白渔都已经把药效和副作用全说了,叶飞光便笑着对徐爱兰点点头:“不错。”
徐爱兰又有点安心,要不是大师推荐这家药店,光听刚刚那几句,她都不敢买了。
“那这个药要吃几个疗程啊?一个疗程大概多少钱?”为了女儿能正常,多少钱她都愿意掏!

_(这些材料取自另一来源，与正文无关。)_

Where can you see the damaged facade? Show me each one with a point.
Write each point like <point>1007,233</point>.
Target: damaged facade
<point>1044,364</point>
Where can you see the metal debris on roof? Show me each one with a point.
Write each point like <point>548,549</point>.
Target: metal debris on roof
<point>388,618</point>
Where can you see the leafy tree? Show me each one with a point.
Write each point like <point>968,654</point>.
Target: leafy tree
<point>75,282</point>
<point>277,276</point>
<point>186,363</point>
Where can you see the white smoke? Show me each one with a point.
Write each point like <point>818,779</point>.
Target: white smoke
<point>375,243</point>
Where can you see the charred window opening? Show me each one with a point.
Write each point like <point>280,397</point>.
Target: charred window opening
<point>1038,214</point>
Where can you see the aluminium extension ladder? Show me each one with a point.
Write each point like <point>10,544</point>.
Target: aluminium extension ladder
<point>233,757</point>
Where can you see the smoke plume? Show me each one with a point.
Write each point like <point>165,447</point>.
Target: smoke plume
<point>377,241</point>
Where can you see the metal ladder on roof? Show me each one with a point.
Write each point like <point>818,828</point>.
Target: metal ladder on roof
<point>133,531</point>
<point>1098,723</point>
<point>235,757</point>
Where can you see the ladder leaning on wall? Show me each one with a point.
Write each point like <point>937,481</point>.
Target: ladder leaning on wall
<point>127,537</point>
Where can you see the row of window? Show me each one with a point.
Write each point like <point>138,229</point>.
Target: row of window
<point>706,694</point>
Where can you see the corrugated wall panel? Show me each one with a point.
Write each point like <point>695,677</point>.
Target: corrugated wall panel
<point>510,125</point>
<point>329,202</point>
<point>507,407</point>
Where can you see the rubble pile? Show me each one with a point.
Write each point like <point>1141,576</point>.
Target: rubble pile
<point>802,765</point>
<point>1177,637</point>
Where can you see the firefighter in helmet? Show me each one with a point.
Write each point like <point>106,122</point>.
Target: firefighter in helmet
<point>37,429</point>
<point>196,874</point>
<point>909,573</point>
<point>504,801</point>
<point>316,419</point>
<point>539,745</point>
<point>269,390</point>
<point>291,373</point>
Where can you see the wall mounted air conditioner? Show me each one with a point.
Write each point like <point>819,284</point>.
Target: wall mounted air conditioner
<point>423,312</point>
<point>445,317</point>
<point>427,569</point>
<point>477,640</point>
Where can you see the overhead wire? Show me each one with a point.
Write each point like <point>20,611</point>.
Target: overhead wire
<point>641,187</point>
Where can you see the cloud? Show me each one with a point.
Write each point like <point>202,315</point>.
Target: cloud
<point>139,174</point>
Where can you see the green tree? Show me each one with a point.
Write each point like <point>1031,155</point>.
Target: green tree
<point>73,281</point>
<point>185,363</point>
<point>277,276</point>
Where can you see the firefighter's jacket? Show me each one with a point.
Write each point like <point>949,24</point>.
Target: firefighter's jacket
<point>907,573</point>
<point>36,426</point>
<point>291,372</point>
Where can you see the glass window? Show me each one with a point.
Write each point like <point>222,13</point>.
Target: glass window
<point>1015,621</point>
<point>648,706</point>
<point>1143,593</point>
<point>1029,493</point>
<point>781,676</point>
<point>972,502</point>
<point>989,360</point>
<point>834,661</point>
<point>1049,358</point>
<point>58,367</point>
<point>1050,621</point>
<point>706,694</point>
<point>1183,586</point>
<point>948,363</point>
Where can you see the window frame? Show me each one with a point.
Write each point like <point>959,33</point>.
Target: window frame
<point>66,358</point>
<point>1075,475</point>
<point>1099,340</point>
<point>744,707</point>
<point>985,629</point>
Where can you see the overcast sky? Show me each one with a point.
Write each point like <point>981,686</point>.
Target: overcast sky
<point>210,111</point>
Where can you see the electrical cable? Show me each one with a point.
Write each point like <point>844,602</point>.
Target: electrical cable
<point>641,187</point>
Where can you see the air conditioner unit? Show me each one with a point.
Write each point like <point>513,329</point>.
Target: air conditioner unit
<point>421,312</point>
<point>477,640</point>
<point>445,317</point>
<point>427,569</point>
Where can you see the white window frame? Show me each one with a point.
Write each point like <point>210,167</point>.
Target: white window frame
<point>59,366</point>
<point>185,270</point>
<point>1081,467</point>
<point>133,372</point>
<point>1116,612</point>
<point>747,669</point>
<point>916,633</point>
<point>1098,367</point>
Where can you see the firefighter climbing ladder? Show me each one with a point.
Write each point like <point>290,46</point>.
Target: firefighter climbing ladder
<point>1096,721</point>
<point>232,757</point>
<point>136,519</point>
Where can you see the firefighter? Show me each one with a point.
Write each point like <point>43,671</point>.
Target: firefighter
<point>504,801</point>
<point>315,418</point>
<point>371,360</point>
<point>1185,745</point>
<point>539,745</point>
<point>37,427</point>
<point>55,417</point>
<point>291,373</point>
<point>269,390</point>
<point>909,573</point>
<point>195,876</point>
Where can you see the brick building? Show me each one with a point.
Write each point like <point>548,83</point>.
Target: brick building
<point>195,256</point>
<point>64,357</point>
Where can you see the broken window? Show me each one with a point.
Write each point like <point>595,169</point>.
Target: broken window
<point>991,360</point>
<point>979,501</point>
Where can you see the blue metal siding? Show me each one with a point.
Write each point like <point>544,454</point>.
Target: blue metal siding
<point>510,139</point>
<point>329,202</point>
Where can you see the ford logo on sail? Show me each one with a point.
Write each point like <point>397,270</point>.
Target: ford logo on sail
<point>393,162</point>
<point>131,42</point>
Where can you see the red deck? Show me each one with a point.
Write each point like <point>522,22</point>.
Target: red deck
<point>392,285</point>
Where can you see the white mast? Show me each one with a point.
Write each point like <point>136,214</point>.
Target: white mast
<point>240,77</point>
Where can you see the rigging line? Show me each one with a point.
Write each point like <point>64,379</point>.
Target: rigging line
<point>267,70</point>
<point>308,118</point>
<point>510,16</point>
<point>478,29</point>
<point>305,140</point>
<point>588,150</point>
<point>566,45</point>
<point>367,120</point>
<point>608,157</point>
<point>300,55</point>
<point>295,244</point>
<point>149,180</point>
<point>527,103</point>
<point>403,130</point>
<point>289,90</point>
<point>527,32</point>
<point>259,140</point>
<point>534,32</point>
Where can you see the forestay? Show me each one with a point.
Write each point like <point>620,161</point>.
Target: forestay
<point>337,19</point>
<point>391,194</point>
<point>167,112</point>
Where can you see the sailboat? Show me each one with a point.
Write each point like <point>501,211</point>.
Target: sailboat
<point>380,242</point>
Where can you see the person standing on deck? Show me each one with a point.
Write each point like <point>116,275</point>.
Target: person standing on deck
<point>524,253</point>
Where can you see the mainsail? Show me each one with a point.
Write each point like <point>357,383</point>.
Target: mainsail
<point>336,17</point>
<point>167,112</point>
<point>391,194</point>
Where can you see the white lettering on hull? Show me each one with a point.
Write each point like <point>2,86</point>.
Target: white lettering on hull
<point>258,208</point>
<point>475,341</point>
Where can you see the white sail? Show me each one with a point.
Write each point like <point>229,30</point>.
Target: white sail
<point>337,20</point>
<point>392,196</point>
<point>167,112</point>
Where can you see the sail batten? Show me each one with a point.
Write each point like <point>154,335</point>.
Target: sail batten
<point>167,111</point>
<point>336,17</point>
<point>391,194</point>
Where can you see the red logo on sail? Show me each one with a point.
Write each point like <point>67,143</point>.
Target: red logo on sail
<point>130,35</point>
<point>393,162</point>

“吃一次就可以。”叶飞光说完,从百眼柜中取出一个金粉色小瓷瓶。
瓷器上有张墨色药签,写着“缘切散”三个字。
中年女人听说不用吃疗程,又有些犹豫。
大师都说这是个水磨功夫,什么抄经啦,捐款捐香油啦,都得连续去做。还有一个跟她说得电疗,只要把女儿送去电疗,一定能把同性恋治好。
她舍不得,还是先试试偏方吃吃中药。
这次来码头镇,徐爱兰还刮到了永观寺香炉灰。
永观寺有快两千年的历史,那个香炉壁上面的灰是沉年老灰。大师说了,只要刮下来一点,泡在水里喝,能治百病!
白渔看徐爱兰迟疑,以为她不买了。
渔嘴巴刚要鼓起来,徐爱兰说:“那我要一包!”
白渔眼睛眨眨,嗬~
徐爱兰捧着缘切散走出玉京堂的大门,迈出去还转身向叶飞光致谢,甚至还问:“老板,要是一包不管用,还能不能吃第二包?”
“一包肯定管用。”
白渔看着徐爱兰的背影,一下又觉得,生意好像也不难做嘛。